Speech processing is one of the key components of machine perception. It covers a wide range of topics and plays an important role in many real-world applications. Many speech processing problems are modelled using sequence-to-sequence models. More recently, the Attention-Based Encoder-Decoder (AED) model has become a general and effective neural network that transforms a source sequence into a target sequence. These two sequences may have different lengths and belong to different modalities. AED models offer a new perspective for various speech processing tasks. In this thesis, the fundamentals of AED models and Automatic Speech Recognition (ASR) are first covered. The rest of the thesis focuses on the application of AED models for three major speech processing tasks - speech recognition, confidence estimation and speaker diarisation.
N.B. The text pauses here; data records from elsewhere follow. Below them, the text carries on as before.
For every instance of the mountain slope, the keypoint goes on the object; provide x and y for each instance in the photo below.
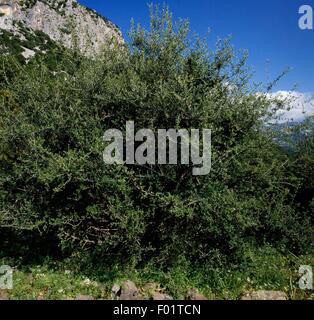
(64, 21)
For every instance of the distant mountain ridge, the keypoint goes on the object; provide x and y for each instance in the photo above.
(64, 21)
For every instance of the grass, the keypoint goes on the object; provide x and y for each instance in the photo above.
(264, 269)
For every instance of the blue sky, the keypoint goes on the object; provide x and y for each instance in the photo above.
(267, 28)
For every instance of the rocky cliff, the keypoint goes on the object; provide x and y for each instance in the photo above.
(64, 21)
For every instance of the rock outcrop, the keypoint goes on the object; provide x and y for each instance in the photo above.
(64, 21)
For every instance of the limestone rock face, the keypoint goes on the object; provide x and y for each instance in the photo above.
(64, 21)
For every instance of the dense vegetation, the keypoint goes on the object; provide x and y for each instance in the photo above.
(59, 199)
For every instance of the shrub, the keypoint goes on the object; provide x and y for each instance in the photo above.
(55, 187)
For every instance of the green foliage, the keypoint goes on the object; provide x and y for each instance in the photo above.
(56, 190)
Speech recognition technology is widely used in voice assistants and dictation systems. It converts speech signals into text. Traditionally, Hidden Markov Models (HMMs), as a generative sequence-to-sequence model, are widely used as the backbone of an acoustic model. Under the Source-Channel Model (SCM) framework, the ASR system finds the most likely text sequence that produces the corresponding acoustic sequence together with a language model and a lexicon. Alternatively, the speech recognition task can be addressed discriminatively using a single AED model. There are distinct characteristics associated with each modelling approach. As the first contribution of the thesis, the Integrated Source-Channel and Attention (ISCA) framework is proposed to leverage the advantages of both approaches with two passes. The first pass uses the traditional SCM-based ASR system to generate diverse hypotheses, either in the form of N-best lists or lattices. The second pass obtains the AED model score for each hypothesis. Experiments on Augmented Multi-Party Interaction (AMI) dataset showed that ISCA using two-pass decoding reduced the Word Error Rate (WER) by 13% relative for a joint SCM and AED system using one-pass decoding. Further experiments on both the AMI dataset and the larger Switchboard (SWB) dataset showed that, if the SCM and AED systems were trained separately to be more complementary, the combined system using ISCA outperformed the individual system by around 30%. Also, the refined lattice rescoring algorithm is significantly better than N-best rescoring as lattice is a more compact representation of hypothesis space, especially for longer utterances.

With various advancements in neural network training, AED models can reach similar or better performance than traditional systems for many ASR tasks. Compared to a conventional ASR system, one important but perhaps missing attribute of an AED-based system is good confidence scores which indicate the reliability of automatic transcriptions. Confidence scores are very helpful for various downstream tasks, including semi-supervised training, keyword spotting and dialogue systems. As the second contribution of this thesis, effective confidence estimators for AED-based ASR systems are proposed. The Confidence Estimation Module (CEM) is a lightweight simple add-on neural network that takes various features from the encoder, attention mechanism and decoder to estimate a confidence score for each output unit (token). Experiments on the LibriSpeech dataset showed that compared to using Softmax probabilities as confidence scores, the CEM improved token-level confidence estimation performance substantially and largely addressed the over-confidence issue. For various downstream tasks such as data selection, utterance-level confidence scores are more desirable. The Residual Energy-Based Model (R-EBM), an utterance-level confidence estimator, was demonstrated to outperform both Softmax probabilities and the CEM. The R-EBM directly operates at the utterance level and takes deletion errors into account implicitly. The R-EBM also provides a global normalisation term for the locally normalised auto-regressive AED models. On the LibriSpeech dataset, the R-EBM reduced the WER of an AED model by up to 8% relative. One potential issue for model-based confidence estimators such as the CEM and R-EBM is their performance on Out-of-Domain (OOD) data. To ensure that confidence estimators generalise well for OOD input, two simple approaches are suggested that can effectively inject OOD information during the training of the CEM and R-EBM.

Speaker diarisation, a task of identifying “who spoke when”, is a crucial step for information extraction and retrieval. The speaker diarisation pipeline often consists of multiple stages. The last stage is to perform clustering over segment-level or window-level speaker representations. Although clustering is normally an unsupervised task, this thesis proposes the use of AED models for supervised clustering. With specific data augmentation techniques, the proposed approach, Discriminative Neural Clustering (DNC), has shown to be an effective alternative to unsupervised clustering algorithms. Experiments on the very challenging AMI dataset showed that DNC improved the Speaker Error Rate (SpkER) by around 30% relative compared to a strong spectral clustering baseline. Furthermore, DNC opens more interesting research directions, e.g. speaker diarisation with multi-channel or multi-modality information and end-to-end neural network-based speaker diarisation.